Come potrebbe essere migliorata?
È necessario favorire la ricerca e l’innovazione, trovare un’alleanza col mondo produttivo. La chiave è un’economia circolare dove i prodotti e i materiali non diventano mai rifiuti, ma cambiano la loro funzione. La politica ha un ruolo fondamentale per offrire soluzioni. Nel frattempo è possibile usare tutte strategie possibili per diminuire il nostro impatto sull’ambiente, come la plastic tax o il riciclo.

La Finlandia ha tassato la plastica dal 1997, in Norvegia si paga sugli imballaggi a perdere e in Gran Bretagna nel 2022 entrerà in vigore una tassa sulla plastica monouso. Arriviamo in ritardo?
Tutti i Paesi del nostro continente seguono le indicazioni dell’Unione Europea, se non ci avesse spinto non avremmo fatto queste scelte. È importante andare avanti con le leggi, prendendo ispirazione dalle buone pratiche degli altri Paesi e adattandole al nostro contesto.

Intanto i nostri supermercati sono ancora pieni di imballaggi di plastica, la distribuzione con lo sfuso è ancora limitata, cosa non sta funzionando?
Se compro un’arancia sbucciata in una scatoletta di plastica le aziende continueranno a produrla e a venderla. Se compro solo l’arancia, smetteranno e me la venderanno sfusa. Le confezioni vengono prodotte perché continuiamo a comprarle. La prima soluzione è fare scelte sostenibili, non comprare prodotti con troppi imballaggi. Nel caso dell’arancia, la compro e la sbuccio da solo. Il nostro ruolo come consumatori e consumatrici è centrale, così come le leggi e l’impegno delle aziende.

Il bicchiere di plastica dove beviamo per pochi minuti durerà più di noi?
Una persona in cinquant’anni invecchia, invece la plastica rimane potenzialmente intatta. Sulle spiagge italiane si trovano oggetti di plastica prodotti 50 anni fa. Lo scorso inverno ho trovato su una spiaggia dell’Adriatico un flacone prodotto tra il 1967 e il 1971. Era ancora integro e solido. Il bicchiere che usiamo per pochi minuti ci mette svariate decine di anni a degradarsi, dura molto di più della nostra vita.

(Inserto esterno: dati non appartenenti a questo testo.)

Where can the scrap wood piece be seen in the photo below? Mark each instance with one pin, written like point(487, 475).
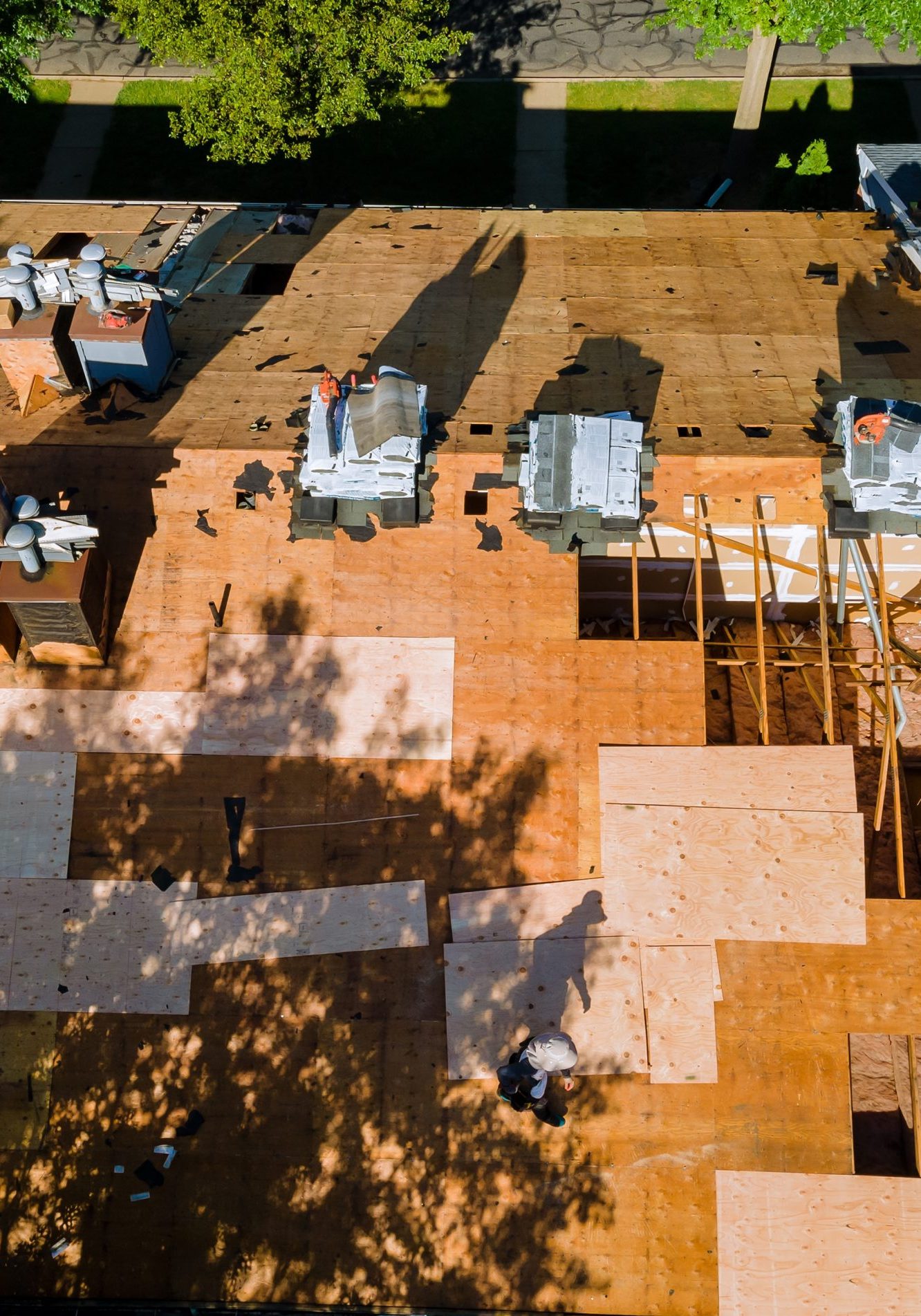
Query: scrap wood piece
point(734, 874)
point(32, 914)
point(797, 1244)
point(499, 992)
point(678, 997)
point(102, 721)
point(282, 924)
point(763, 777)
point(36, 813)
point(329, 696)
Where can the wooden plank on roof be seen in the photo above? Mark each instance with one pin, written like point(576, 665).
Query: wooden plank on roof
point(501, 992)
point(678, 997)
point(817, 1244)
point(115, 721)
point(734, 874)
point(757, 777)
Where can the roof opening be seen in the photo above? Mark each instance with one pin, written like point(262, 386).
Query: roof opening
point(64, 246)
point(269, 279)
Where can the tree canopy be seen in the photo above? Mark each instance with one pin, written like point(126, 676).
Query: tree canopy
point(23, 26)
point(820, 23)
point(279, 74)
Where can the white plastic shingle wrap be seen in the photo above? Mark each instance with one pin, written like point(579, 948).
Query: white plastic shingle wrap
point(583, 462)
point(335, 469)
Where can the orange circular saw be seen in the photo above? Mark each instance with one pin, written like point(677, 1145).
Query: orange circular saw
point(870, 429)
point(331, 390)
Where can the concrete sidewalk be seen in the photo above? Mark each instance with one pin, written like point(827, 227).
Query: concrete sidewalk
point(579, 39)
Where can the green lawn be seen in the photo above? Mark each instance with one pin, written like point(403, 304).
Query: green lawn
point(428, 148)
point(661, 144)
point(28, 132)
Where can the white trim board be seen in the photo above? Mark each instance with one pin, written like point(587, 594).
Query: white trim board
point(282, 924)
point(499, 992)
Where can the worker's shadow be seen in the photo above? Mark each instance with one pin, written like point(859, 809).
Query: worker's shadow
point(545, 1002)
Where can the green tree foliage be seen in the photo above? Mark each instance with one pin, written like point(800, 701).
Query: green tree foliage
point(279, 74)
point(815, 160)
point(23, 26)
point(821, 23)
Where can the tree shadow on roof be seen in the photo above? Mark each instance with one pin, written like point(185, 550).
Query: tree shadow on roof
point(336, 1164)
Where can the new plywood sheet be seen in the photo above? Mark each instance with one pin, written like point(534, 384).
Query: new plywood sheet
point(331, 920)
point(36, 813)
point(96, 945)
point(678, 995)
point(329, 696)
point(734, 874)
point(108, 721)
point(817, 1244)
point(498, 994)
point(758, 777)
point(36, 911)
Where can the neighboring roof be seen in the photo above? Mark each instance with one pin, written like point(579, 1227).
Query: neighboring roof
point(588, 462)
point(332, 1160)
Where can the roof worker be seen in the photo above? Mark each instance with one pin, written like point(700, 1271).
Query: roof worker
point(524, 1081)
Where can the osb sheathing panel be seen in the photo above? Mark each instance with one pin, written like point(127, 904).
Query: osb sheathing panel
point(797, 1244)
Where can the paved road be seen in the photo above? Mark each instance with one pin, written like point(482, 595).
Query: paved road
point(528, 39)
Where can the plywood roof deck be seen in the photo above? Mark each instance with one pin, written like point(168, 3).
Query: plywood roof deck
point(337, 1162)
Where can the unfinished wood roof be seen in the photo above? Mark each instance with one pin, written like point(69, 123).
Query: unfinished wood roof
point(698, 320)
point(337, 1162)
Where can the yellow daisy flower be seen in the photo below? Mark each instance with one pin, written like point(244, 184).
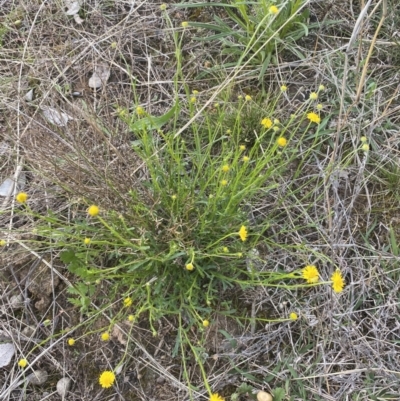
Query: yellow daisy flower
point(243, 233)
point(310, 273)
point(107, 379)
point(314, 118)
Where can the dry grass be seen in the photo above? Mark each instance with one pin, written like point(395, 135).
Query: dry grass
point(342, 348)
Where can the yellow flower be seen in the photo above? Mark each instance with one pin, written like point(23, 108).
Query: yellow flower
point(274, 10)
point(310, 273)
point(22, 363)
point(22, 197)
point(128, 302)
point(189, 267)
point(337, 281)
point(266, 122)
point(314, 118)
point(216, 397)
point(107, 379)
point(93, 210)
point(105, 336)
point(281, 141)
point(243, 233)
point(140, 111)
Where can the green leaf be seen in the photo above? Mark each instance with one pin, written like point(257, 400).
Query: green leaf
point(278, 393)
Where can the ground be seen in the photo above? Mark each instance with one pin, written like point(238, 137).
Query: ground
point(343, 346)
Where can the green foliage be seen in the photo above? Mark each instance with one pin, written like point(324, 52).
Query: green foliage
point(252, 33)
point(184, 236)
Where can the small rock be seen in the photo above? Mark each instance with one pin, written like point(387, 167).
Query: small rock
point(264, 396)
point(63, 386)
point(38, 377)
point(28, 331)
point(17, 301)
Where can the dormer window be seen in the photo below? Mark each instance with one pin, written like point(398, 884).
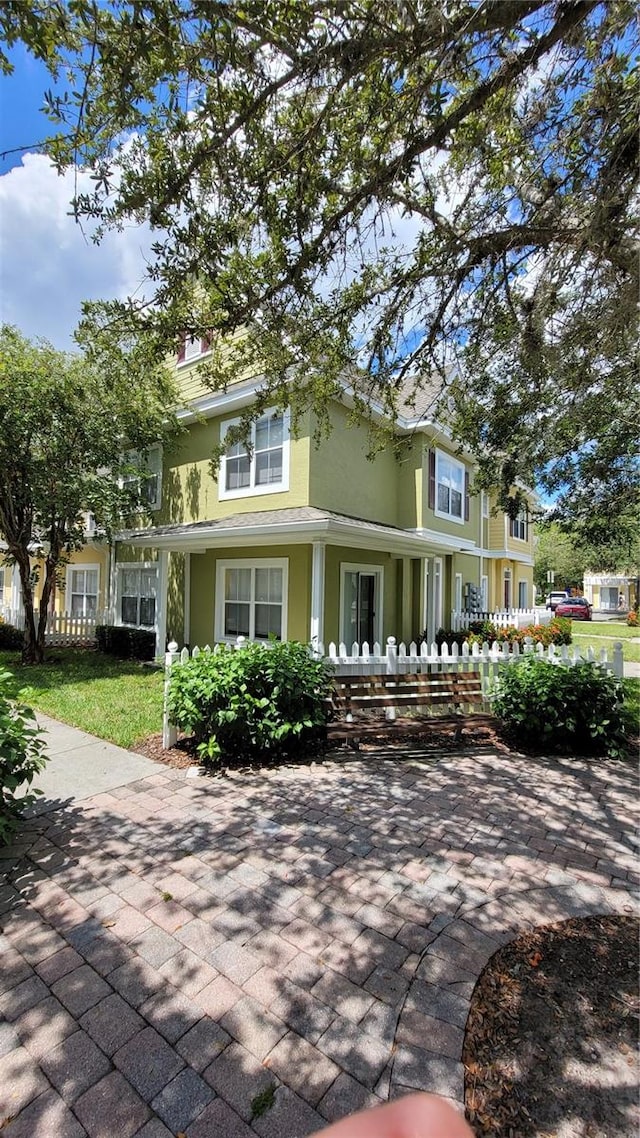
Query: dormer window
point(449, 487)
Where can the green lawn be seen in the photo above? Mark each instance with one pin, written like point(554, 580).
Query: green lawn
point(604, 634)
point(119, 700)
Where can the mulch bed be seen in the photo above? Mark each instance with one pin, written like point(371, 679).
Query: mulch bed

Cosa possiamo fare, quali azioni potrebbero fare la differenza?
Durante la giornata possiamo fare la differenza con le nostre scelte. Ad esempio, usando la borraccia: significa risparmiare centinaia di bottiglie l’anno. Portare la borsa di tela al mercato, rifiutare le cannucce, evitare gli oggetti che userò solo per un minuto e che ci metteranno più della mia vita a degradarsi. Usiamo molte migliaia di oggetti monouso durante le nostre esistenze, un’enorme montagna, che resterà sulla terra dieci volte la durata delle nostre vite, il tutto moltiplicato per la popolazione della terra e per le generazioni. Le nostre scelte hanno un peso che ricadrà e muoverà i produttori e la politica. I comportamenti individuali sono l’interruttore del cambiamento.